Table I summarizes the number of publications analyzed according to different publishing, access and review models. This table shows that the number of cases in each category is very different, which could be misleading when these proportions are compared among them. To reduce this risk, each comparison is checked with the χ2 test of proportions to confirm that the differences are statistically significant.
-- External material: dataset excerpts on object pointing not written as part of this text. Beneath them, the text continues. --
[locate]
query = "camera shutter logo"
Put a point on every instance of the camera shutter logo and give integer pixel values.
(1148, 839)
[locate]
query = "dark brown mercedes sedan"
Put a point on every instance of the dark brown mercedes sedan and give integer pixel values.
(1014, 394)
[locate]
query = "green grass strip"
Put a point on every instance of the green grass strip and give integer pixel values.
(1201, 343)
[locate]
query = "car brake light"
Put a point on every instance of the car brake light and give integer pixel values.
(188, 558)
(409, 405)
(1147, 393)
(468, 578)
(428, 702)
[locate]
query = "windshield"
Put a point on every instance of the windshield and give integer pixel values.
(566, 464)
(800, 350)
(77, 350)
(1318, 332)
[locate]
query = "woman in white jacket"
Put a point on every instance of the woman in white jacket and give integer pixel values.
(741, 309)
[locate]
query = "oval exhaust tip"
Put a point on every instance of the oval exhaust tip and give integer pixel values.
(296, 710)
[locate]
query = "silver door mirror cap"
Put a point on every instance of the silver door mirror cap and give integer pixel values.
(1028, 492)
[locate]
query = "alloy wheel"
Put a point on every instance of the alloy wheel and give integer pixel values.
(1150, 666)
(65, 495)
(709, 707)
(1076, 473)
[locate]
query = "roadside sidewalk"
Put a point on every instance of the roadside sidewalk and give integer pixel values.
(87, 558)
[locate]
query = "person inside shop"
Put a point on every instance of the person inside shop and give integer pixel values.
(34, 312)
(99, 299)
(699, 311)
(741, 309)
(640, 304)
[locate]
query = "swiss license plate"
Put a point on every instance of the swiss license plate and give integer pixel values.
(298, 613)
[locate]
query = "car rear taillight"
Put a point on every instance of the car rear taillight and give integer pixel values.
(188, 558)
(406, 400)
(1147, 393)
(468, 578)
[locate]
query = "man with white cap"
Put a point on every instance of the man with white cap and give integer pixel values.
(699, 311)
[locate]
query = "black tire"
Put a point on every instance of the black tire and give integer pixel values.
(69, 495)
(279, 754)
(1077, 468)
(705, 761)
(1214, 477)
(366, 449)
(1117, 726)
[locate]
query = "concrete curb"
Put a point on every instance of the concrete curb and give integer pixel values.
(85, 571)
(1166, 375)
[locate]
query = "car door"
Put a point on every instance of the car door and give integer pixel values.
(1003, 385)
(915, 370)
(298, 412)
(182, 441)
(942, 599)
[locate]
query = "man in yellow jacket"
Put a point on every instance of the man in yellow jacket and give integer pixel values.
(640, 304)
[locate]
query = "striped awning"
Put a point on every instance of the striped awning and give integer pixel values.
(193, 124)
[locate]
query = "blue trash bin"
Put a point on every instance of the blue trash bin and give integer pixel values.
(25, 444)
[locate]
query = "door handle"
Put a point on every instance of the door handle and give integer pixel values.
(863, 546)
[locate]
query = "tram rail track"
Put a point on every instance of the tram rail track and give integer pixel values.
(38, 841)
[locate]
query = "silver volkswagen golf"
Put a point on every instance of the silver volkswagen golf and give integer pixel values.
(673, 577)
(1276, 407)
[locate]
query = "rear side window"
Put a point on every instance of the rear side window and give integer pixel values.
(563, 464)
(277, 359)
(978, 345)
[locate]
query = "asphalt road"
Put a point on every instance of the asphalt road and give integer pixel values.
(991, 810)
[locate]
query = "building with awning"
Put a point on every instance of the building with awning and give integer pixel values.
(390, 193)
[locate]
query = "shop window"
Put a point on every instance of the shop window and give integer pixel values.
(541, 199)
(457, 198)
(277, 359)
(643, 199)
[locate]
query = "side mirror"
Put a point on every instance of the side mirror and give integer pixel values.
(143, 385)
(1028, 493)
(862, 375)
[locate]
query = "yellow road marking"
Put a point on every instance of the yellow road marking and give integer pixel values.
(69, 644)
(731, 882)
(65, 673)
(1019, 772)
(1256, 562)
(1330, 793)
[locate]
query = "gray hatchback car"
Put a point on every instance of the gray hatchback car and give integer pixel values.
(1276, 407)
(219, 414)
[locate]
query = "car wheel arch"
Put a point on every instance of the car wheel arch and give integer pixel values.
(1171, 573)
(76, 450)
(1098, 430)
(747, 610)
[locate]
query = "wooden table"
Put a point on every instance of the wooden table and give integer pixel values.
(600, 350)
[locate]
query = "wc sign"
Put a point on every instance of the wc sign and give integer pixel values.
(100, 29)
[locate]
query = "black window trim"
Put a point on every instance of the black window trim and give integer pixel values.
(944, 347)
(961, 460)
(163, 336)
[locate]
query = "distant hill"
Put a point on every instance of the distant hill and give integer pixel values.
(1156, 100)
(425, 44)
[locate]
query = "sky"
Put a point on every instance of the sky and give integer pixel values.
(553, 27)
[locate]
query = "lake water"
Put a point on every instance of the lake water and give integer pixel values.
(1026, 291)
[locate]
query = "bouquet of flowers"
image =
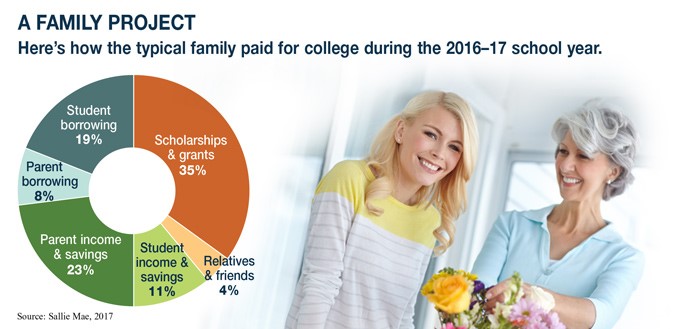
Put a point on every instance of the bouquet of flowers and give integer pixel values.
(459, 299)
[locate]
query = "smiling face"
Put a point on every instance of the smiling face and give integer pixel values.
(430, 147)
(581, 177)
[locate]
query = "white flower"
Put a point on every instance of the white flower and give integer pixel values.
(540, 297)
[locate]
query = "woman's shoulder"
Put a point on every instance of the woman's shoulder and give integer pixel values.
(351, 168)
(347, 173)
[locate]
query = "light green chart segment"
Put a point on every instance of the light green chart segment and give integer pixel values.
(43, 178)
(162, 276)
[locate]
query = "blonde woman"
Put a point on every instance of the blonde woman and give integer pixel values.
(376, 222)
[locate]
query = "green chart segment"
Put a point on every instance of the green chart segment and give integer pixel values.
(149, 267)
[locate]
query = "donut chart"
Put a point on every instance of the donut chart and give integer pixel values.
(201, 152)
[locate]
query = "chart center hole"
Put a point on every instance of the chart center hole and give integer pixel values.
(132, 190)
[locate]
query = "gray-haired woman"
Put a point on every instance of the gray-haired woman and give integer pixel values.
(569, 249)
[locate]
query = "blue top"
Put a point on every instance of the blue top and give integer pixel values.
(603, 268)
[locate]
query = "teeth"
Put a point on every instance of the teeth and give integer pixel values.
(429, 165)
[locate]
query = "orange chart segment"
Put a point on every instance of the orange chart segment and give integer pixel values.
(201, 150)
(198, 250)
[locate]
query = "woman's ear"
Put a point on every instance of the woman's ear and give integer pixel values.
(614, 173)
(398, 133)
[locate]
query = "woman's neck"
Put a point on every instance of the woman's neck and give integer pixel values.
(576, 217)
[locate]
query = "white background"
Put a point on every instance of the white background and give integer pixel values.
(273, 102)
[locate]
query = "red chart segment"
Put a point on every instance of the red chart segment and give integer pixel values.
(201, 150)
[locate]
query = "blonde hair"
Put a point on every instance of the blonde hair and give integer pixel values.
(449, 195)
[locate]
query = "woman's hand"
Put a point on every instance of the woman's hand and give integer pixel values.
(498, 293)
(574, 312)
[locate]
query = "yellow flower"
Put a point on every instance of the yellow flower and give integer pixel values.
(449, 293)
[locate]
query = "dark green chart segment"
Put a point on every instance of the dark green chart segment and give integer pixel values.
(80, 250)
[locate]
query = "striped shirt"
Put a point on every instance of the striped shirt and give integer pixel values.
(361, 270)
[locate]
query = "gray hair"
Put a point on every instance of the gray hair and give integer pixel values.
(598, 127)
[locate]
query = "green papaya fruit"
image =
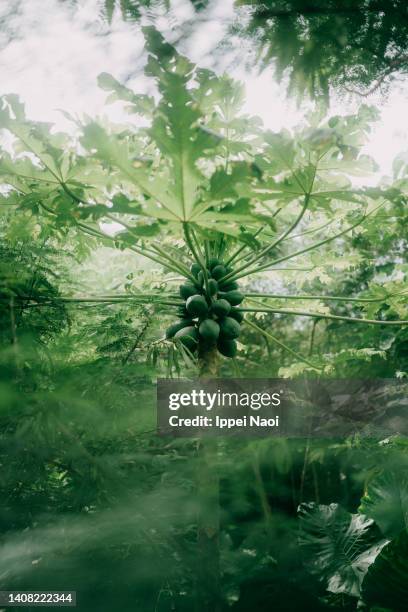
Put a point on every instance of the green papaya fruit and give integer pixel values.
(213, 261)
(197, 306)
(229, 328)
(187, 289)
(182, 312)
(220, 308)
(195, 268)
(188, 336)
(226, 347)
(212, 286)
(229, 286)
(218, 272)
(236, 314)
(175, 327)
(209, 330)
(233, 297)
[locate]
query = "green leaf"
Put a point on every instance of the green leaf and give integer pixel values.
(341, 545)
(386, 502)
(386, 582)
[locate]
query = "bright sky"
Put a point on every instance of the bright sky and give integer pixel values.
(56, 52)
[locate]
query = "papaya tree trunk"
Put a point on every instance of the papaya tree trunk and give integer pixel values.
(208, 597)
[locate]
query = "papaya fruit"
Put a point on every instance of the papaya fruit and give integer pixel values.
(195, 268)
(229, 328)
(200, 278)
(220, 308)
(213, 261)
(226, 347)
(212, 286)
(173, 329)
(218, 271)
(182, 312)
(186, 290)
(229, 286)
(188, 336)
(234, 297)
(209, 330)
(236, 314)
(197, 306)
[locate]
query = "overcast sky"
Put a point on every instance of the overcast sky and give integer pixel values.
(52, 53)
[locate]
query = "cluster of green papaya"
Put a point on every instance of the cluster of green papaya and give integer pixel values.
(209, 317)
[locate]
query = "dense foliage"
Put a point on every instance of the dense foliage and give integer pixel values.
(355, 46)
(98, 229)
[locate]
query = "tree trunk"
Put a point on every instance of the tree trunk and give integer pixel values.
(208, 597)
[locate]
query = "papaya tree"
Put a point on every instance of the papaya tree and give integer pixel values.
(222, 207)
(207, 194)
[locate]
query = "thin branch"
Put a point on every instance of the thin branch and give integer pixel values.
(306, 249)
(282, 345)
(269, 248)
(335, 298)
(319, 315)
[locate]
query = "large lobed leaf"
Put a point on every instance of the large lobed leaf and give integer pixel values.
(341, 545)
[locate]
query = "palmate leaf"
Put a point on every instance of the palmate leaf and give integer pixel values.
(386, 582)
(386, 502)
(341, 545)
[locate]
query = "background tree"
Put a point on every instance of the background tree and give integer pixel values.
(351, 46)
The entire dataset of this study is publicly available on: https://osf.io/yf3dp/
5. RESULTS
⌅Figure 1 displays the proportion of publications according to the type of publisher and the access way of each journal. The aim is to describe the characteristics of the sample and observe differences between publishers when they establish open access journals. Two thirds of the publications are released in journals owned by commercial publishers (10,931, 64.1%) and a third in scholarly journals (6,132, 35.9%). This proportion evidences the ever more dominant presence of commercial houses in the current publishing system. The proportion of articles in open access journals by type of publisher is rather similar, with 22.3% for commercial publishers (N=2,433) and 28.3% for scholarly journals (N=1,734). However, the chi-square test detects significant differences (χ2 =76.8 p-value<.001), suggesting that scholarly publishers could be more prone to adopt open access models. Almost the majority of papers in open access journals are published in venues with Author Processing Charges (APC) as publication fee model (3,972, 95.3%). According to the publisher type, there are more articles with APC in commercial (2,416, 99.3%) than in scholarly journals (1556, 89.7%), although these differences are barely significant (χ2 =4.92 p-value=.03).
5.1 Publishers
⌅Figure 2 depicts the proportion of comments in both type of publishers and according to access type. The purpose is to detect if the distribution of comments is influenced by publisher and access type. The results show an overall high proportion of comments about fraudulent practices (i.e. Publishing fraud and Manipulation) (Ortega, 2022Ortega, J. L. (2022), Classification and analysis of PubPeer comments: How a web journal club is used. Journal of the Association for Information Science and Technology. DOI: https://doi.org/10.1002/asi.24568.). In comparison between types of publishers, scholarly journals show higher proportion of problematic publications than commercial publishers, both in open access (Publishing fraud=9.9%, Manipulation=72%) and paywall journals (Publishing fraud=6.6%, Manipulation=69.9%). These differences suggest that scholarly publishers suffer more from problematic articles than commercial ones, independently of the type of access (Open Access χ 2 =92.43 p-value<.001; Paywall χ2 = 132.85 p-value<.001). With regard to access types, there are no significant differences between commercial open access and paywall journals (χ2 =16.61 p-value=.011), but indeed between scholarly open access and paywall journals (χ2 =47.24 p-value<.001), being scholarly open access journals the typology with the highest number of suspicious articles.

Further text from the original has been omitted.